On the eve of the 2010 Distracted Driving Summit, U.S. Transportation Secretary Ray LaHood announced that distracted driving-related crashes claimed 5,474 lives and led to 448,000 traffic injuries across the U.S. in 2009. According to National Highway Traffic Safety Administration (NHTSA) research, distraction-related fatalities represented 16 percent of overall traffic fatalities in 2009 — the same percentage as in 2008.
In a Sunday op-ed for the Orlando Sentinel, Secretary LaHood revealed the latest statistics, but cautioned that researchers believe the epidemic of distracted driving is likely far greater than currently known. Police reports in many states still do not routinely document whether distraction was a factor in vehicle crashes, making it more difficult to know the full extent of the problem.
To read the op-ed, click here.
The NHTSA study found that the proportion of fatalities associated with driver distraction increased from 10 percent to 16 percent between 2005 and 2009. This news comes as overall traffic fatalities fell in 2009 to their lowest levels since 1950.
According to NHTSA data, the age group with the greatest proportion of distracted drivers was the under-20 age group. Sixteen percent of all under-20 drivers involved in a fatal crash were reported to have been distracted while driving. Of those drivers involved in fatal crashes who were reportedly distracted, the 30-39 year old group had the highest proportion of cell phone involvement.
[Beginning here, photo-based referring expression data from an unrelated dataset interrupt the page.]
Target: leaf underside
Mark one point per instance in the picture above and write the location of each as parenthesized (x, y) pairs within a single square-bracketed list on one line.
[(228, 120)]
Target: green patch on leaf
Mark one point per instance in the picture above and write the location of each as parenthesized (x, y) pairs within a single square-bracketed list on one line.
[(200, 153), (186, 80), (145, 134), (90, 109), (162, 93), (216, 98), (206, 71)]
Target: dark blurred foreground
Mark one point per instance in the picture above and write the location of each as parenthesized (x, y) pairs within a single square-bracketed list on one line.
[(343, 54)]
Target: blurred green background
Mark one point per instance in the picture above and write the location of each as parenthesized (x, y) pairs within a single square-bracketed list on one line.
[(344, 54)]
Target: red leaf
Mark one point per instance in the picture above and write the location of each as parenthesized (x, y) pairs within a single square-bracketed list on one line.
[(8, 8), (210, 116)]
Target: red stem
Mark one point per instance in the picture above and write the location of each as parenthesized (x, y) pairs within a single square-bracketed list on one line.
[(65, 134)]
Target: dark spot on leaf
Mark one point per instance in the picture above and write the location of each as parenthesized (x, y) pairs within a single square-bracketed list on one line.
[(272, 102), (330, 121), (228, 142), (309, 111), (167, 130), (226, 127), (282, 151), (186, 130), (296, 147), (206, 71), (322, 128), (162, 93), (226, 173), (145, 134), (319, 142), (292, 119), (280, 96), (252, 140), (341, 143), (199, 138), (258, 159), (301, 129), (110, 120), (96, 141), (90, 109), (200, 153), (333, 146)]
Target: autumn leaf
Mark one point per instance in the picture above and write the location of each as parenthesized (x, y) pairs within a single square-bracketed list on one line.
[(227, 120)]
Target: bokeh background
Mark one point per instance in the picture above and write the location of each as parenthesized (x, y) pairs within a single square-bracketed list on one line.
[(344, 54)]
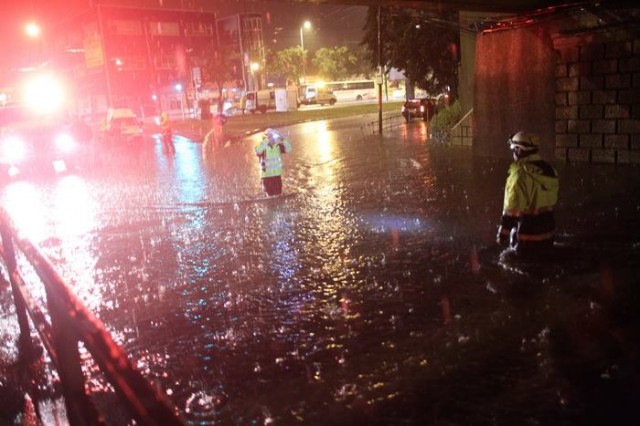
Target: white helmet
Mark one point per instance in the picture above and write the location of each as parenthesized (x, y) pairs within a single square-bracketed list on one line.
[(525, 141)]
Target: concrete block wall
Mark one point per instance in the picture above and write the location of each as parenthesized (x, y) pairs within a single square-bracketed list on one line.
[(597, 99)]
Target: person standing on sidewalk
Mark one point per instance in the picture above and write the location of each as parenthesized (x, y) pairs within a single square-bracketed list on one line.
[(530, 196), (167, 133), (215, 136), (269, 152)]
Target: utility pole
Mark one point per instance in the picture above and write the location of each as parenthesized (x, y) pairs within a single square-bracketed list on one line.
[(379, 78)]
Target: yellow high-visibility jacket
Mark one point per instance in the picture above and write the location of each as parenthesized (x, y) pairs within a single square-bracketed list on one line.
[(271, 156), (530, 196)]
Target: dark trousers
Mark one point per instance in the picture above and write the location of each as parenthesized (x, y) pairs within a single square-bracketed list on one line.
[(272, 185)]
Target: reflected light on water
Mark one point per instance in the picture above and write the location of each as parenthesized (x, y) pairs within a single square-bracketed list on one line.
[(333, 221), (24, 206), (74, 209)]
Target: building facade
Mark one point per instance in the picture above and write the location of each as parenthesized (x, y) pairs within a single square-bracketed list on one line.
[(149, 59)]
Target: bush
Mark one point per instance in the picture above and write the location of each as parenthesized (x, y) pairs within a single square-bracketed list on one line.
[(446, 117)]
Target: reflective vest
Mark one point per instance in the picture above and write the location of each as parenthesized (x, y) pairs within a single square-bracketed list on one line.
[(271, 156), (530, 196)]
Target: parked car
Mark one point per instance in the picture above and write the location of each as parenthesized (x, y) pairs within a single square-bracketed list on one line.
[(310, 94), (123, 125), (423, 108)]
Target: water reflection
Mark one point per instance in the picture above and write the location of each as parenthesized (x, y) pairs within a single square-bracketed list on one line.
[(369, 294)]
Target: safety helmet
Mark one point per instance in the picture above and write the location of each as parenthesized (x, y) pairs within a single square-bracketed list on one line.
[(525, 141)]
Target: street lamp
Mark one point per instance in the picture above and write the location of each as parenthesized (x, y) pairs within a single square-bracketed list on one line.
[(32, 30), (305, 26), (255, 67)]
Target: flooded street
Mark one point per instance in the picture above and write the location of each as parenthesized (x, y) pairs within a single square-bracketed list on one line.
[(370, 293)]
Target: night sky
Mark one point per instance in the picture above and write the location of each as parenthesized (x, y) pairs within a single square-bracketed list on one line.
[(331, 24)]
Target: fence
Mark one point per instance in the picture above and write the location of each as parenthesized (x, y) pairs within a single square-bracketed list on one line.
[(62, 324)]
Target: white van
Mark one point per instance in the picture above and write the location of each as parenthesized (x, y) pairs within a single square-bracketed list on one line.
[(311, 94), (261, 101)]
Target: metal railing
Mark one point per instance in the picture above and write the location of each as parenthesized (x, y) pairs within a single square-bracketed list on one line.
[(70, 323)]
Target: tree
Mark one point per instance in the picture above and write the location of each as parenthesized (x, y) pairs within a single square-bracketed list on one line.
[(421, 43), (219, 69), (339, 63), (287, 63)]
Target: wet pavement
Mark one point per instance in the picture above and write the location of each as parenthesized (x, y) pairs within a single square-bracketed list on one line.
[(371, 293)]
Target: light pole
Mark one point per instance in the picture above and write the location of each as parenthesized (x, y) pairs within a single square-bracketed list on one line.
[(305, 26), (255, 68), (34, 32)]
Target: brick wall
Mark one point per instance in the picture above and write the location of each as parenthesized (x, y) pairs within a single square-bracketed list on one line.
[(597, 113)]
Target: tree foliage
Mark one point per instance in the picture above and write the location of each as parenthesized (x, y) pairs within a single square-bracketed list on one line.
[(287, 63), (218, 69), (423, 44), (339, 63)]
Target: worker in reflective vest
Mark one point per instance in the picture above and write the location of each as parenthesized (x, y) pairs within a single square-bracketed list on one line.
[(530, 196), (269, 152)]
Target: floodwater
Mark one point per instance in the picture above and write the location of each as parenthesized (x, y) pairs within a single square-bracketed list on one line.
[(371, 293)]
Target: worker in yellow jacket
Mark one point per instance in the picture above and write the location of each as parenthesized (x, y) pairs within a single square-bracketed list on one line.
[(530, 196), (269, 152)]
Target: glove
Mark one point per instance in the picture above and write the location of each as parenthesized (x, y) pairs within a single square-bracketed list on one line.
[(501, 239)]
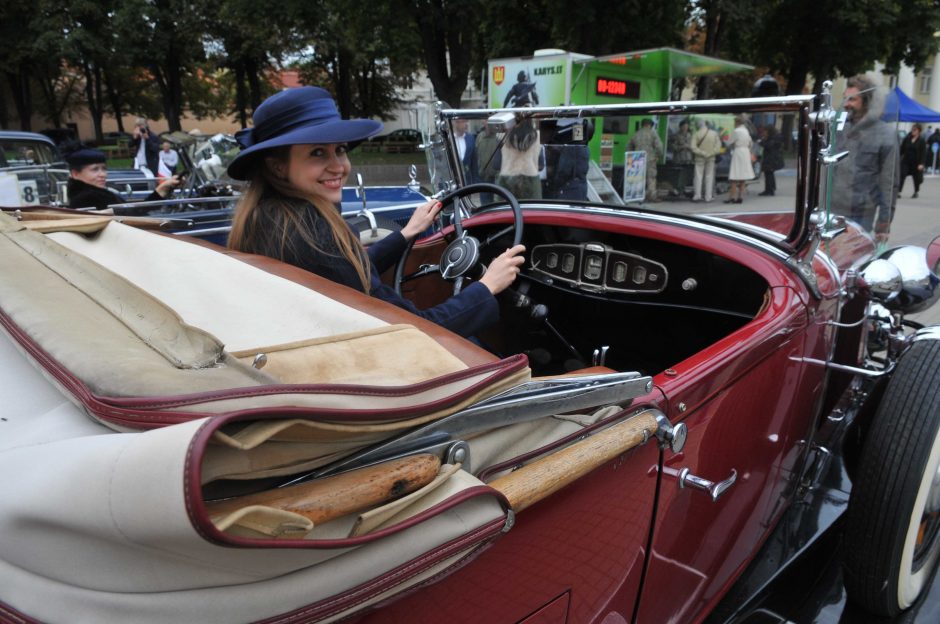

The report can be seen here.
On Tuesday, Sept. 21, Secretary LaHood will convene a second National Distracted Driving Summit in Washington, D.C. Leading transportation officials, safety advocates, law enforcement, industry representatives, researchers and the family members of victims of distraction-related crashes will come together to address challenges and identify opportunities for national anti-distracted driving efforts.